Written By Kerry Fuller
My identity while in the church was whatever the church, the brethren, or the holy ghost told me it should be. I tried my best to follow the rules. I was told that would lead me to happiness.
While I was serving a mission my father passed away. I was told, "The brethren expect you to stay." I stayed. I was told the sacrifice would bring me blessings.
I was a full tithe payer as an adult despite seeing the trauma it caused my low income family as a child. I paid because it was a way to ensure the happiness of my family.
I wanted my children to find true happiness in the gospel. I taught them to obey and sent them to bishops interviews to ensure they were on the right path.

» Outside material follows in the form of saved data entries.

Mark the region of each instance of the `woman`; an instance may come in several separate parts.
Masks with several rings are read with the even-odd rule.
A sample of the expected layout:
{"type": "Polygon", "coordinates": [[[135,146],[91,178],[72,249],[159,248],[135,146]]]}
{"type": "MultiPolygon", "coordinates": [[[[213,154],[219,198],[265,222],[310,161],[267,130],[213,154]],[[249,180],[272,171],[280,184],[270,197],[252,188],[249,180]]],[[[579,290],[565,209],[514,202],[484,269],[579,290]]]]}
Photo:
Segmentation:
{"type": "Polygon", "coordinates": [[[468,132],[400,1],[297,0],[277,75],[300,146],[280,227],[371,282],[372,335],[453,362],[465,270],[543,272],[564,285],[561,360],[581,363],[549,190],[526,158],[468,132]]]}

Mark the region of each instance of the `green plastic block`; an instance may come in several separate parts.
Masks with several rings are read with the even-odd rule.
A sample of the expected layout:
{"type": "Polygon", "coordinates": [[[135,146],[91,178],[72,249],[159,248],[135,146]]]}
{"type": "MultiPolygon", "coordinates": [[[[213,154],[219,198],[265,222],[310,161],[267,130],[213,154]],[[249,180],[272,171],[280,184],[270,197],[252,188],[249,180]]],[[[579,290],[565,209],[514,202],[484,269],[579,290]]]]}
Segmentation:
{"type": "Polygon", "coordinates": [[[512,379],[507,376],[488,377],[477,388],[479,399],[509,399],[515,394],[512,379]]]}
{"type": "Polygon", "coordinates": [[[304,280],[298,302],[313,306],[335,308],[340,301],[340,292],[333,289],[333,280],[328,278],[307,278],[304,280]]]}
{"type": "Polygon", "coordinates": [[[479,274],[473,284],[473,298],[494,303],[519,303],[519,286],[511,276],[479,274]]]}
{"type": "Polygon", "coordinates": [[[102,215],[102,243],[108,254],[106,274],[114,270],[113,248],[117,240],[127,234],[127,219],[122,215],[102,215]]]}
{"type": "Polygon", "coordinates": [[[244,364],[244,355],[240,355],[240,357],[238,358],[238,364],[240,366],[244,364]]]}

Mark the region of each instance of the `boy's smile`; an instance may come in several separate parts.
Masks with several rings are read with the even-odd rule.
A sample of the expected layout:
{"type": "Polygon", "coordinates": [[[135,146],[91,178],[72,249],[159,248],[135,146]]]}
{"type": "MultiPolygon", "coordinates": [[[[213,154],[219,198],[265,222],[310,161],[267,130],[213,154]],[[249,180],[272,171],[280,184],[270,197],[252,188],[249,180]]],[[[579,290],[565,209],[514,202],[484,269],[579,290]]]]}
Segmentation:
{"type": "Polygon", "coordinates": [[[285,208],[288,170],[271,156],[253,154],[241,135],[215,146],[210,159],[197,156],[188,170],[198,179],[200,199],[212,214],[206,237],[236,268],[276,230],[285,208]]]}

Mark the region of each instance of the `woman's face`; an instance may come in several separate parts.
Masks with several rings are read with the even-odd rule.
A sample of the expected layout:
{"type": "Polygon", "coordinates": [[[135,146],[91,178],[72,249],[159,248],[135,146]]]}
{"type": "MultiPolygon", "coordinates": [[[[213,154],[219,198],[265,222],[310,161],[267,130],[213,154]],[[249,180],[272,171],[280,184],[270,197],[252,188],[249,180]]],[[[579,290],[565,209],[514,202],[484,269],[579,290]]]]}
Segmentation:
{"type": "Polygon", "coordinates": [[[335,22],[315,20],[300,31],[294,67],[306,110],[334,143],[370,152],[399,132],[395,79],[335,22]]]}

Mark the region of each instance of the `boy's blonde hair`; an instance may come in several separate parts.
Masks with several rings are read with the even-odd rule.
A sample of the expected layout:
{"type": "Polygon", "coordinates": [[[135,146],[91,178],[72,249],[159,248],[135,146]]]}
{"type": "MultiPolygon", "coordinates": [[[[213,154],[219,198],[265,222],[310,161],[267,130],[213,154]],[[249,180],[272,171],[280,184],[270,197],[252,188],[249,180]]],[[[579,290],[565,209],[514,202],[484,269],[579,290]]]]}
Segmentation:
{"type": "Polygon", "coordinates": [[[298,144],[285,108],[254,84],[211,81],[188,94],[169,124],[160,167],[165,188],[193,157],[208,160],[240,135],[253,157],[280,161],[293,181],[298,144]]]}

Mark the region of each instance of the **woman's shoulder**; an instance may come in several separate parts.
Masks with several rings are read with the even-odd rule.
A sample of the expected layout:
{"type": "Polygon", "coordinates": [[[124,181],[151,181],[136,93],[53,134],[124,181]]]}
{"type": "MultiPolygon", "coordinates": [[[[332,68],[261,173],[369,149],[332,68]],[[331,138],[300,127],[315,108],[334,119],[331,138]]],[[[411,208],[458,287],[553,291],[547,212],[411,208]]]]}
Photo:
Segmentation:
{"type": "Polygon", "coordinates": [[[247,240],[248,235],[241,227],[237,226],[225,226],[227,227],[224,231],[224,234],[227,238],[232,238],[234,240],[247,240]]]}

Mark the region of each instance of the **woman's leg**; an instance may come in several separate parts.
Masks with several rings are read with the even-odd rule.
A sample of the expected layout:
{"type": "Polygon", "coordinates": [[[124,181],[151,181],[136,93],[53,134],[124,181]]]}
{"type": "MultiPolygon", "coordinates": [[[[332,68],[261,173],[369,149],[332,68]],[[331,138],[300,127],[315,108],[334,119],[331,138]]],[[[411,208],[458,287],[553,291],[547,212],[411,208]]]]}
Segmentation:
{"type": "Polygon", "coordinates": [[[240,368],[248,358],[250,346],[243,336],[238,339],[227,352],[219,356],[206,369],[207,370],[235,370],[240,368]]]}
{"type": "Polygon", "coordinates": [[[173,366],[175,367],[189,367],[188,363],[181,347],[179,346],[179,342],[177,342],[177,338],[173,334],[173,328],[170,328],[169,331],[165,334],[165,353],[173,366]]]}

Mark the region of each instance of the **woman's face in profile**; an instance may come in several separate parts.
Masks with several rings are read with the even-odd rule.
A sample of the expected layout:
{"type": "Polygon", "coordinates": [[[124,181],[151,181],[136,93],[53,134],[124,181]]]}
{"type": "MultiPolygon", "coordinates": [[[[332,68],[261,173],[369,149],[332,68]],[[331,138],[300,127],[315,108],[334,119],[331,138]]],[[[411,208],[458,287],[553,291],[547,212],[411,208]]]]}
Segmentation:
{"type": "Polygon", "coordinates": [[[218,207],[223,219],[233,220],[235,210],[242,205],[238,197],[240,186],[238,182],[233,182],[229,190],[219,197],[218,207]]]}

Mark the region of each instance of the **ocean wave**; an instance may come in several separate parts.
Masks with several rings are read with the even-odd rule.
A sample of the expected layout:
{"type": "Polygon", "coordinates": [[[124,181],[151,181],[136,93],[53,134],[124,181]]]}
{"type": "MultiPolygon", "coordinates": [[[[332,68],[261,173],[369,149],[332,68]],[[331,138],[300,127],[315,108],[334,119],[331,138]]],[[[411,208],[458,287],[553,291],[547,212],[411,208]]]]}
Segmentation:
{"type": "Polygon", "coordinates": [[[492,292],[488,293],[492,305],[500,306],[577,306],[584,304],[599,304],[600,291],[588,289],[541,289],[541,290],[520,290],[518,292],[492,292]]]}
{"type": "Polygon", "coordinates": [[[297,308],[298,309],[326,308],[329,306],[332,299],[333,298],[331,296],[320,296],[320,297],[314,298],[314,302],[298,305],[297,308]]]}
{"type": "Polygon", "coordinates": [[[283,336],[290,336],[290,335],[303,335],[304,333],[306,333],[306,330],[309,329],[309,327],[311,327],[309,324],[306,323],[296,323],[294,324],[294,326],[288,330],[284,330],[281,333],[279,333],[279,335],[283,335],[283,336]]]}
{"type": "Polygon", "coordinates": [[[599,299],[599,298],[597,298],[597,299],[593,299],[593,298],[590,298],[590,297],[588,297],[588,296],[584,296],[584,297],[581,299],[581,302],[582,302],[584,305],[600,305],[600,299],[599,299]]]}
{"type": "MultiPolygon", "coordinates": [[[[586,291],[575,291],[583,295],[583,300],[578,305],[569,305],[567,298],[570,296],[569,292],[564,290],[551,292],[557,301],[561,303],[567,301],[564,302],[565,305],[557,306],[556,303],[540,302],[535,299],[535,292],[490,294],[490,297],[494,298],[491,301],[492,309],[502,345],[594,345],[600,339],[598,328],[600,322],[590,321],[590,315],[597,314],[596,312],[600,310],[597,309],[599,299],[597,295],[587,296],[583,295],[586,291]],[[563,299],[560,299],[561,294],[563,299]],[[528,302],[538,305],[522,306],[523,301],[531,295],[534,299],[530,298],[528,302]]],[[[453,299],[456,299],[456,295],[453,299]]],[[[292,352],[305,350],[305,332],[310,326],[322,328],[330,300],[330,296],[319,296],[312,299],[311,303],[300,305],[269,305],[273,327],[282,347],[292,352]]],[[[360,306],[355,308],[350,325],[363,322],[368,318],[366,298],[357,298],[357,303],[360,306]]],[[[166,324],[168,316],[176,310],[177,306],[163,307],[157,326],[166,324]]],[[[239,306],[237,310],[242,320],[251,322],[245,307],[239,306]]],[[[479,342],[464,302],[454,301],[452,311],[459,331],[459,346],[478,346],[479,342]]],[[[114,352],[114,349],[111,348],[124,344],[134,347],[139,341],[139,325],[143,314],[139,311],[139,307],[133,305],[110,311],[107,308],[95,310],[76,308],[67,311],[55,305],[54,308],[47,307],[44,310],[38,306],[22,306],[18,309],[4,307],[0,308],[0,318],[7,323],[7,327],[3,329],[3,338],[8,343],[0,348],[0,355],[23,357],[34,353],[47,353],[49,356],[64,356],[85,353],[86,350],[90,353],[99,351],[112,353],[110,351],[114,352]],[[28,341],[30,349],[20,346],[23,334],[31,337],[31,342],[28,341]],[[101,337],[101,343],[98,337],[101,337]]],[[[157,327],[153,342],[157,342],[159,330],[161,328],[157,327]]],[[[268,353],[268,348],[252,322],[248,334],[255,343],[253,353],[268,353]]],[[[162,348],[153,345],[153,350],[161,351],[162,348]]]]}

Many things burdened my "shelf". The final straw to break it was reading the gospel topic essay of polygamy and looking at in critically. I realized I did not like what Joseph was. That little individual thought led me to not agreeing with mandated tithing, bishops asking children about sexuality,and wondering if what happened to me on my mission might not have been ok.
Once I started thinking for myself, my shelf broke and dissolved into something I don't even recognize anymore.
I was talking with my sister about my change of faith. She had left the church as a young adult two decades earlier. She wondered why she had felt the guidance of the Holy Ghost all these years while she was navigating life. I had an epiphany, it wasn't the Holy Ghost, it was her Holy Self. She was good enough and smart enough to make her own decisions.
My identity now is one of power and ownership and sense of self. I guide my decisions and make my values. I am good because I am a good person. I think most human beings are good and they can find their way without strict rules and guilt. Since finding my holy self, I have experienced more authentic happiness and love than I ever did in religion.